Эмма вспомнила, как поразилась её бледности, на фоне которой пятна румян особенно ярко выделялись на щеках.

- Мама о чём-то долго говорила с учителем, и меня отпустили. Всю дорогу домой она хранила молчание, просто глядела в окно такси. Уже дома она объяснила мне, путаясь и сбиваясь, что отец обвинён и хищении и растрате крупной суммы… Мой отец, понимаете, - мой отец? Человек, который  однажды нашёл кошелёк с крупной суммой денег - и дал объявление в газету о находке, человек, который всегда и всем был готов помочь - зачастую в ущерб себе, - разве мог этот человек украсть и растратить чужие деньги?

- У нас действительно всегда было мало денег; родители откладывали на обучение Сэма, моего старшего брата, хотели, чтоб он изучал право в хорошем университете.

- Для нас начался ад.  Обвинитель выставил отца этаким злым гением, который много месяцев вынашивал план преступления - о Господи, как будто это такая редкость - хищение и растрата! Местная пресса ликовала: в нашем городе преступления случались редко, и дело моего отца было для газетчиков лакомым куском.

- Через полтора года отец заболел воспалением лёгких и однажды ночью умер в тюремной больнице.
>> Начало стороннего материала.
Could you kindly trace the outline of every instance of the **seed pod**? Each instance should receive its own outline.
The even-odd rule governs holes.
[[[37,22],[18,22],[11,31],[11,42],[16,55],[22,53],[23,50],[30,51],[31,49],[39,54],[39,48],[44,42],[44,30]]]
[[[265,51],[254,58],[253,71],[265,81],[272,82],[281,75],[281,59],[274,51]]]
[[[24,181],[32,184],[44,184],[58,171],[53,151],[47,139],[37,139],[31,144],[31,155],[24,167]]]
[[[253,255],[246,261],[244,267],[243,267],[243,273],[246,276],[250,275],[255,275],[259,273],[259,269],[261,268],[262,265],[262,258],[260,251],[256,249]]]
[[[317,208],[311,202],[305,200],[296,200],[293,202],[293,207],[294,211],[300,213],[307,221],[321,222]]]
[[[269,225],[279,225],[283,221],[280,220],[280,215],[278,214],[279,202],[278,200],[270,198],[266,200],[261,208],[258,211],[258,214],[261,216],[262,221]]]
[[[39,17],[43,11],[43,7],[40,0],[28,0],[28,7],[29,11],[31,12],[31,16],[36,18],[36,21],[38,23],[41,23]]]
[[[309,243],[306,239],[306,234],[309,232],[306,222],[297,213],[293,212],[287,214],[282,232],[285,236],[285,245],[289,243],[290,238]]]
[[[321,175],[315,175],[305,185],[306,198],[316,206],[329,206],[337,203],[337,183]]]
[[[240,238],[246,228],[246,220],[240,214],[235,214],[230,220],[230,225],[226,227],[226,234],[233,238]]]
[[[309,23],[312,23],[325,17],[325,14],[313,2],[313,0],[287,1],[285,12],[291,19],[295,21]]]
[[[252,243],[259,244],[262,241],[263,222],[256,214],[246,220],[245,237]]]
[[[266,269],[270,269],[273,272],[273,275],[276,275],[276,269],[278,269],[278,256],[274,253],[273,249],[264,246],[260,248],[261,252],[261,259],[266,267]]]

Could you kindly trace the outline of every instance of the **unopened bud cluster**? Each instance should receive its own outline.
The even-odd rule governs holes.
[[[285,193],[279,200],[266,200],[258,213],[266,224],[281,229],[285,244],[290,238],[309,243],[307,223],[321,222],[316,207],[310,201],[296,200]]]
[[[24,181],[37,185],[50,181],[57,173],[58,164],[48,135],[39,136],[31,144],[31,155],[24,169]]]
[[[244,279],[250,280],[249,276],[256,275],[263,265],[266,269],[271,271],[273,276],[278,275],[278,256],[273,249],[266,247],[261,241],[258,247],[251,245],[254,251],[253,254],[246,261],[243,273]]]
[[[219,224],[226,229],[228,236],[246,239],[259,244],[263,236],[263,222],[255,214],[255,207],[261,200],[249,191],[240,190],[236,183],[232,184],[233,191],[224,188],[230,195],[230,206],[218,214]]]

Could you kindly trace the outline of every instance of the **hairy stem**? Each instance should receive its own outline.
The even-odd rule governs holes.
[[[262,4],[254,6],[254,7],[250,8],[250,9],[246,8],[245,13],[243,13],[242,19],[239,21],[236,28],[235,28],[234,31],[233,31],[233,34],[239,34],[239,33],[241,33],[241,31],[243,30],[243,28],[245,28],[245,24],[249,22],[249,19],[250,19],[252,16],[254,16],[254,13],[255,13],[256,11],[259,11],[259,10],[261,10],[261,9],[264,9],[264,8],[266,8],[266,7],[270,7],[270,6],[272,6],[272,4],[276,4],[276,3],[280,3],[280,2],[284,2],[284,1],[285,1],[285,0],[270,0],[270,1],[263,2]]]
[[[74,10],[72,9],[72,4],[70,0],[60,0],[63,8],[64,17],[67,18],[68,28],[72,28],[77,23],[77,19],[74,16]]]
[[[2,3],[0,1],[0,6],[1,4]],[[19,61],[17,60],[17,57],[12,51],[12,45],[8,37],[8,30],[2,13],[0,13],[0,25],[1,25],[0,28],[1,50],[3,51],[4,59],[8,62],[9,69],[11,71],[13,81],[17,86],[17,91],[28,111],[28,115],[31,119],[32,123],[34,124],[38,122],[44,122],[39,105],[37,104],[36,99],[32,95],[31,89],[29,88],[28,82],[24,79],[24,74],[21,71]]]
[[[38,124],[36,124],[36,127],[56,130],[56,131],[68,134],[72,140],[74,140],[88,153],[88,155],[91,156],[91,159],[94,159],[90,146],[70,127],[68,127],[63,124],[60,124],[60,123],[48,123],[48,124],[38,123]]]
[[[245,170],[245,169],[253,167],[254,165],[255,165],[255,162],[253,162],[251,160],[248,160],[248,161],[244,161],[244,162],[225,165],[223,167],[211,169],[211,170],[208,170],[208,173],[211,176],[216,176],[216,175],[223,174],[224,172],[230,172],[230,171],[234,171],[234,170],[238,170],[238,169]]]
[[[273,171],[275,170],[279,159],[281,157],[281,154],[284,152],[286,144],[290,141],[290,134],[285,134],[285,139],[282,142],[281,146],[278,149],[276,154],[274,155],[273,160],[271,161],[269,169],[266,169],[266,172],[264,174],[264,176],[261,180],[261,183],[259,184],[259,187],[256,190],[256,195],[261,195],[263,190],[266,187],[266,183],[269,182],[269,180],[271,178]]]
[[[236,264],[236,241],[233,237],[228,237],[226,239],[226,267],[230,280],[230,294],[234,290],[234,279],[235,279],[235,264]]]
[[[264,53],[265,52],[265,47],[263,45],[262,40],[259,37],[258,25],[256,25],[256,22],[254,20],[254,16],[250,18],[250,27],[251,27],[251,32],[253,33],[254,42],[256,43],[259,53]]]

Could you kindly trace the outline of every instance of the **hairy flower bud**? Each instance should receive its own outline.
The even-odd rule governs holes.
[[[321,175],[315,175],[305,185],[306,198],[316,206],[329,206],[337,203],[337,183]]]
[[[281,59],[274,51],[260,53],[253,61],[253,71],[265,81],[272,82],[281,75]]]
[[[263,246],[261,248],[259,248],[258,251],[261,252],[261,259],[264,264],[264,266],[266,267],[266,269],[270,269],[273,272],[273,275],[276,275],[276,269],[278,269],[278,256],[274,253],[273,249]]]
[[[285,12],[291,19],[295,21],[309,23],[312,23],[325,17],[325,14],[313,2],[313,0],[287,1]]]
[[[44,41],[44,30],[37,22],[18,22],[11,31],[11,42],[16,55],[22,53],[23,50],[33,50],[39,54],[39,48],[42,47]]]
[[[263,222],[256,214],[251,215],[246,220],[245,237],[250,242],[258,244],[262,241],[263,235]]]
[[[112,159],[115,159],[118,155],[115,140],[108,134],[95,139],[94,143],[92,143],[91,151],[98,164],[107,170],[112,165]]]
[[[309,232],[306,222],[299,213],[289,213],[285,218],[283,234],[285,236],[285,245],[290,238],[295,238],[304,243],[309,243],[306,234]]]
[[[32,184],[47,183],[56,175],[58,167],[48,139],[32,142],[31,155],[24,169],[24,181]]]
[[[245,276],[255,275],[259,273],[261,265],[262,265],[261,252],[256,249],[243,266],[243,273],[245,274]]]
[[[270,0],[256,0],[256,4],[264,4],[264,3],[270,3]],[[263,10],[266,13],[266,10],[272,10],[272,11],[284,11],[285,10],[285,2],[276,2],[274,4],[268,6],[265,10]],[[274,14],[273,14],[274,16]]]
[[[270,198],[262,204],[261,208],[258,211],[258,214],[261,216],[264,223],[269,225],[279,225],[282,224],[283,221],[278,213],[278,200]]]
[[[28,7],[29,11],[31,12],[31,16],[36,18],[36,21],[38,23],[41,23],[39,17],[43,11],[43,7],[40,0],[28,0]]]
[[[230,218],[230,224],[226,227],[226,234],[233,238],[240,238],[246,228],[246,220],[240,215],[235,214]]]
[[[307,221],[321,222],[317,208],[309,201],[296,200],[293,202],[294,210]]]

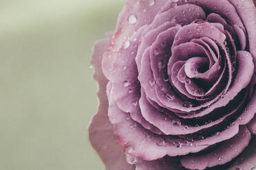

- Мы стали изгоями. Нет, правда. О нас говорили вполголоса, будто о мертвецах, на нас смотрели с брезливой жалостью, как на больных чумой. Мой брат решил во что бы то ни стало доказать невиновность отца. К тому времени найти доказательства было уже довольно трудно: после суда фирма была закрыта, сотрудники разъехались кто куда. Сэм действовал как заправский сыщик: искал свидетелей, пытался найти хоть какие-нибудь документы… Его идея увела его из нашего города.

Я уехала из дома, когда мне исполнилось восемнадцать. Сбежала. Отправилась на поиски брата. Я знала одно: он в Лондоне, он уехал туда, потому что у него была какая-то зацепка, какая-то ниточка расследования...

Она закрыла глаза, и картины прошлого явились её внутреннему взору.

- Знаю, меня легко осуждать. Но если б Вы знали, каково это - искать собственного брата в самых мерзких притонах, в чужом городе, где ты никого не знаешь…

Брусчатка, вытертая тысячами ног, лоснящаяся молочным, жирным блеском, и луна - дурная, пятнистая, червивая луна - были единственными свидетелями её блужданий.

- Он сам нашёл меня однажды - наш бедный Сэм; я отправилась домой после выступления - и он нагнал меня в проулке; я не сразу узнала его - он похудел и поблёк, будто Лондон высосал из него все соки, но на самом деле - как я поняла потом, - Сэм просто поддался тем порокам, с которыми неизбежно сталкиваешься, когда приезжаешь в такой большой город.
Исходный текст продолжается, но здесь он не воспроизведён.